There's been a controversy lately about the foundations of mathematics. It was controversial when it first was discovered in the late 19th/early 20th century when the foundations were being developed, controversial mostly because most mathematicians didn't feel its necessity and also because as a young field things just hadn't been resolved. But some of the greats (Hilbert, logicians) thought foundations were needed.
The development of foundations started almost entirely with logicians and philosophers (Boole, Cantor, Peirce, Frege, Zermelo, Russell) creating the axioms of set theory all based on the concept of set membership. This was not particularly in the center of mathematical development. It was essentially completed in the 1920's, then controversialized by Gödel in the 1930's, but was refined by him and other logicians (Church, Tarski, Putnam,) and set theorists over the next 30 years.
Then in the 60s, an alternative foundations was proposed and that was category theory all based non the concept of maps betwen objects (morphisms) representing similarity. It felt like category theory could model most any mathematical field that way, even if objects and morphisms were not central, and the diagrams it created seemed to show similarities among the disparate fields of math. Category theory itself was created in the 40s by MacLane and Eilenberg but Lawvere began in the 60s to think of it additionally as an alternative foundations.
More recently, the 2000's, higher order type theory (HoTT) has been proposed and developed as an alternative foundations (mostly by Voevodsky). I don't know much about HoTT other than it seems like a subset of Category Theory.
Without going into the details of each of these foundations, it seems to me, as a semi-educated outside who knows these fields very superficially, that the word 'foundations' means something different to these different alternatives.
For set theory, it is a foundation for reasoning, for specifying proofs, for how you can justify things. For the others, the foundation is for content and similarity among branches of mathematics, what is known in mathematics. That is, these aren't really exclusive foundations, they both have their purposes and they are non-conflicting they're just different kinds of formalisms rather than competing for the same ideas. It is also an intra-mathematical result that they are interpretable in each other; the concepts in one are translatable to concepts in the other. You can do HoTT with set theory as the underlying basis and similarly you can do set theory with elements defined in terms of HoTT.

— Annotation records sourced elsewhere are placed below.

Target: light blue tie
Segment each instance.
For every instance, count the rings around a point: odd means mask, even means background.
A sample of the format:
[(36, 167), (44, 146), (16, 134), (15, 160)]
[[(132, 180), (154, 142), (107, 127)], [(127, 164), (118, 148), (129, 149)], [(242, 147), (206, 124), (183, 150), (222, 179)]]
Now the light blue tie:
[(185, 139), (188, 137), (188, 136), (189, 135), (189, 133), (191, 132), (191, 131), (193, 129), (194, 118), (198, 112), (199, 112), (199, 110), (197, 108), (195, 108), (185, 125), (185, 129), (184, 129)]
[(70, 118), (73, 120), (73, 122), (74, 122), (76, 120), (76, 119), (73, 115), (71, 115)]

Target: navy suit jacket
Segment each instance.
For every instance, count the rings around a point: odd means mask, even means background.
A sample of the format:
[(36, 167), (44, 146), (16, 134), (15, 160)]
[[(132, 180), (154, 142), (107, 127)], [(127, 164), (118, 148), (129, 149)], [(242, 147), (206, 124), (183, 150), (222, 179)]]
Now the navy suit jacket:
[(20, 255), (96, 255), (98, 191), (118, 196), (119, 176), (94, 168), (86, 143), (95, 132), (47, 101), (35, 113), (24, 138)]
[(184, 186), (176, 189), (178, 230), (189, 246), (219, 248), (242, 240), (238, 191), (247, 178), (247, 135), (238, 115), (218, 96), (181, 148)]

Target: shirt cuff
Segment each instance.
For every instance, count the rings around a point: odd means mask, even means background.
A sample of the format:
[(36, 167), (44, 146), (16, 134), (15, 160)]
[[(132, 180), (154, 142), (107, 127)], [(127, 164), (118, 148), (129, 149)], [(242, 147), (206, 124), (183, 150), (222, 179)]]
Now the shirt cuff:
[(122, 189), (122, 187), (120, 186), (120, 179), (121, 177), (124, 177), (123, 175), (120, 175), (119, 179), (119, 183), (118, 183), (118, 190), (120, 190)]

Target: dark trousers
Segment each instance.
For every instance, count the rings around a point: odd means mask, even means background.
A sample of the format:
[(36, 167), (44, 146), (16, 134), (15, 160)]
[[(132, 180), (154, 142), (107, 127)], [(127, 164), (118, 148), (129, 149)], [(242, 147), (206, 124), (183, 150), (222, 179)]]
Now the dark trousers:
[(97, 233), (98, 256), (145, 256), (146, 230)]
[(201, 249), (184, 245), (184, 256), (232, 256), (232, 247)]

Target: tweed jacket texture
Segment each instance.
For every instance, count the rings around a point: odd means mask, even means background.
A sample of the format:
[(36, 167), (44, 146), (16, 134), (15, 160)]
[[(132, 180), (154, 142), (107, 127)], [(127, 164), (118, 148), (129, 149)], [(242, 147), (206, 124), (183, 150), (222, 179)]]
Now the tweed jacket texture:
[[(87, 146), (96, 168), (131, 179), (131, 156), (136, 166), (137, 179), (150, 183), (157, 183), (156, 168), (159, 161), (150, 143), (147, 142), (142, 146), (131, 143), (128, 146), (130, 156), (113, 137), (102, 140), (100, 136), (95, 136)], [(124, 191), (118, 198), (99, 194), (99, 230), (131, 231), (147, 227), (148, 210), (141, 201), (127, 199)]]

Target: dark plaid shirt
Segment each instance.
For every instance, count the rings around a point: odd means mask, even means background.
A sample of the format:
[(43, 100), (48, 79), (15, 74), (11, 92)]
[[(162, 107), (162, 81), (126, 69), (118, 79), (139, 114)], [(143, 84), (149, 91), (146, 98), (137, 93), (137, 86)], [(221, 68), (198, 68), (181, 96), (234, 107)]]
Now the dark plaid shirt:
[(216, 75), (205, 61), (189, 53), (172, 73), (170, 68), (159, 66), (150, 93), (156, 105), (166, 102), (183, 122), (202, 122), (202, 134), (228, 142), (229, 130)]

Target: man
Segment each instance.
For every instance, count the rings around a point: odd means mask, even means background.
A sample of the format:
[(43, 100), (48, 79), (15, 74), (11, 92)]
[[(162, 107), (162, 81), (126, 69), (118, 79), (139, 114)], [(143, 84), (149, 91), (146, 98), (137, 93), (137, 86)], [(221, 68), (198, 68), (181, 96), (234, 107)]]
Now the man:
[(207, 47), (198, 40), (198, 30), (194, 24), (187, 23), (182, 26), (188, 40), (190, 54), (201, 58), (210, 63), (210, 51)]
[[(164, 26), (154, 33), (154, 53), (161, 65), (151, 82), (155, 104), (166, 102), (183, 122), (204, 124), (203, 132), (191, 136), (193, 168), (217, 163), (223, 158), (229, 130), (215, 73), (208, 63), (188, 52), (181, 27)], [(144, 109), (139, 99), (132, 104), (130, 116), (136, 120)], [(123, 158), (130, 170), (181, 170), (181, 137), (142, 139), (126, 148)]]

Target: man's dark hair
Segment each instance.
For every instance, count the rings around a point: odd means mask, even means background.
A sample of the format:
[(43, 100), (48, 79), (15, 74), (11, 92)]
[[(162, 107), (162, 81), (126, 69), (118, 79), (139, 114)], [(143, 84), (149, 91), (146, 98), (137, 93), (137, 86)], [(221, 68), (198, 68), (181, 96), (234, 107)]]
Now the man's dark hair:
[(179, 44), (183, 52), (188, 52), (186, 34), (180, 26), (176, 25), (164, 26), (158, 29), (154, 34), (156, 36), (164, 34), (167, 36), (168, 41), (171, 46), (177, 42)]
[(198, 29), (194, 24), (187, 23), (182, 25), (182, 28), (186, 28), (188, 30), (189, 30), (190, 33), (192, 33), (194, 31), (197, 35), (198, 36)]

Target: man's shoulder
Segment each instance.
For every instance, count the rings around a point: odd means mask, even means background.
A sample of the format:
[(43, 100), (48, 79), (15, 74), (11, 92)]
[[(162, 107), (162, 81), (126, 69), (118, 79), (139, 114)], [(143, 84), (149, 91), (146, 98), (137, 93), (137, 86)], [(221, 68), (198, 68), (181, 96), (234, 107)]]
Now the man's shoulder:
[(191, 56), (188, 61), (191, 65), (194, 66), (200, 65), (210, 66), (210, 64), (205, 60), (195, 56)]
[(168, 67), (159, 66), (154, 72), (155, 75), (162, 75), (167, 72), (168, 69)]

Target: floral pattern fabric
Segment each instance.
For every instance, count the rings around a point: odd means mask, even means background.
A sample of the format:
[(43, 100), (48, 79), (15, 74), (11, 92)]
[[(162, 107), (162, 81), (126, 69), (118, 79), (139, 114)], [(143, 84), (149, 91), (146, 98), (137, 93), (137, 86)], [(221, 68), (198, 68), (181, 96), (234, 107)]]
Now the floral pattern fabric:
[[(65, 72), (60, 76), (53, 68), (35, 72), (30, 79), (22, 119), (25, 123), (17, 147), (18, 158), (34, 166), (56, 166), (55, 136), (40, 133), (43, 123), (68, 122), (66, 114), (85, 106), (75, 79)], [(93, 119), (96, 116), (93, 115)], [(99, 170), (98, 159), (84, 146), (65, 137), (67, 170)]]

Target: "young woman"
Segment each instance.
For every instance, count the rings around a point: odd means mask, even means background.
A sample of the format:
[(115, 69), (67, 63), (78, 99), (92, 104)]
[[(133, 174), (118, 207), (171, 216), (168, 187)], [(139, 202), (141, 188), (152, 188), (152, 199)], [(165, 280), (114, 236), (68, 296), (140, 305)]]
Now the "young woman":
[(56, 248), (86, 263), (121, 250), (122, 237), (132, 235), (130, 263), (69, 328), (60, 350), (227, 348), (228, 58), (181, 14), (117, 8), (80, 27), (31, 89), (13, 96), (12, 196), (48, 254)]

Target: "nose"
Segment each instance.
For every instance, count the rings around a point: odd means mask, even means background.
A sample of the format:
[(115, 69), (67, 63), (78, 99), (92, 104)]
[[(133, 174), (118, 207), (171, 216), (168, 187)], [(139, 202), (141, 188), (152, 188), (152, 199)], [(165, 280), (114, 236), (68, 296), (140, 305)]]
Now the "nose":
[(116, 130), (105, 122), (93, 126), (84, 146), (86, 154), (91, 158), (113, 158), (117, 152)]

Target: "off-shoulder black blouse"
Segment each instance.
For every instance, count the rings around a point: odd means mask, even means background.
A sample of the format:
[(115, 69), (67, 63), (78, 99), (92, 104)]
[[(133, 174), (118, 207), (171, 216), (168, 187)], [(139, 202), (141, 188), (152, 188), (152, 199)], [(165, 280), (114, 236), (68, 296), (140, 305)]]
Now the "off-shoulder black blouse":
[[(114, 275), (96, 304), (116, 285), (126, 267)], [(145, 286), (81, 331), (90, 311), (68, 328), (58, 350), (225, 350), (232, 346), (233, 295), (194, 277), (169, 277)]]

My preference is for set theory. Another reflection on this is that set theory and axiomatics is easy to explain early (to those with less mathematical maturity) using very basic mathematical analogies, and category theory and HoTT is more difficult needing lots of higher math to understand and use as non-trivial examples. Also, set theory includes logic (somehow, I'm not sure if is as additional machinery or if it is considered a consequence of set theory), and I don't know what kind of inference mechanism is allowed with HoTT or category theory.
Of course this is entirely biased of me because I think that Turing Machines form the best foundation because it is very simple to understand and is entirely operational, and is a metaphor for all computation which is all that mathematics is good for anyway!